I couldn’t have been more pleased with my venture in throwing caution to the wind. The shoes, La Sportiva’s Fireblade model, performed well on all of the highly variable footing conditions found on the course. The course included pavement that ranged from flat to steep, nice dirt single-track, gravel fire roads, boggy stretches, and rocky trail — as well as the challenges of wet rock faces, ice (both obvious and hidden), and wet roots and stairs.

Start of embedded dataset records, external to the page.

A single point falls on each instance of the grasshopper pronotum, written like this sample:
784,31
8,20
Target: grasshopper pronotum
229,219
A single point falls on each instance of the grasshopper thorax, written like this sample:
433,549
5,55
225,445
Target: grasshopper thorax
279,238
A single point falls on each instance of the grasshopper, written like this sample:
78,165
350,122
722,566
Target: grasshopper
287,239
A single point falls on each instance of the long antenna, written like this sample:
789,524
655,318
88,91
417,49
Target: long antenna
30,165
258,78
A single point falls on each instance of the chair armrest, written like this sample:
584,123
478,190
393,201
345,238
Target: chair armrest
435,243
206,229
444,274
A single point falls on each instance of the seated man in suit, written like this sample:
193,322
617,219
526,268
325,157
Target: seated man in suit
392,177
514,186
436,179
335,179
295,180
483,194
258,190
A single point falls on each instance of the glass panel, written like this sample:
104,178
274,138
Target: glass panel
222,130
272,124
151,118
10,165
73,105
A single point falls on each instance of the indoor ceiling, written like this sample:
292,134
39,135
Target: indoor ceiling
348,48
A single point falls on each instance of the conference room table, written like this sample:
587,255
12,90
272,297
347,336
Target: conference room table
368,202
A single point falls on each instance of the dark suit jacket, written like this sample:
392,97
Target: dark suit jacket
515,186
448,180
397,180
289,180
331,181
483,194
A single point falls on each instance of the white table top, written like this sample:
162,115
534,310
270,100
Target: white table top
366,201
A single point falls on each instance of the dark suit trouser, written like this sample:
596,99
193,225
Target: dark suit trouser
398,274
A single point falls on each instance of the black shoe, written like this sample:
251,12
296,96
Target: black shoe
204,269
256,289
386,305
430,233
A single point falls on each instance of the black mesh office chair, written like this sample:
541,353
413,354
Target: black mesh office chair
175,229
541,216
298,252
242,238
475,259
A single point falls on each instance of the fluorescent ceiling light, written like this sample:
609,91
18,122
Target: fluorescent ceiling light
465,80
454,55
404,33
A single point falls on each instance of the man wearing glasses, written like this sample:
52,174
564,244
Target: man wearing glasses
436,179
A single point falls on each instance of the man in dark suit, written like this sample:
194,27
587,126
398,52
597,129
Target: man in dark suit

Overall, the Fireblade ($95, www.sportiva.com) is a lightweight, nimble trail shoe that’s more along the lines of a trail version of a road-racing shoe than one out of the fell running school. As you would expect, some foot protection appears to have been sacrificed to lighten the shoe to its 11.9-ounce weight. However, I found the increased nimbleness of the shoe more than makes up for the lesser protection on all but the nastiest of trails and even then the trade off for a lighter shoe is worth considering.
La Sportiva Fireblade Trail Running Shoe
Much to my surprise, given the lightweight and minimalist design of the Fireblade, it protected my foot remarkably well. I did feel the rocks more than I would in a bomb-proof shoe like the Montrail Hardrock, but the rocks never produced any pain. This could be a benefit for some runners, as the combination of sensing the rocks underfoot and the shoe’s low profile may reduce the chance of rolling an ankle.
For a low-profile shoe with moderate tread, the Fireblade provided solid traction. The only times I slipped during the race were once on some brown ice and once when cornering too fast on dirt. But I doubt anything short of spikes would have saved me on those spills. (That said, although the Fireblade has more than adequate traction for most trail conditions, it would not be the shoe to wear in extremely muddy or icy conditions.)
The Fireblade was surprisingly smooth during the road miles of the Mount Mitchell Challenge. Unlike some trail shoes, it didn’t leave me slapping pavement when I bolted down a long, steep section of asphalt.
In short, the Fireblade — which was true to size and comfortable right out of the box — is a great trail shoe that can handle a wide variety of terrain and conditions.
—Contributor Bryon Powell is an ultramarathon coach. He publishes iRunFar.com, a website for trail runners and ultramarathoners.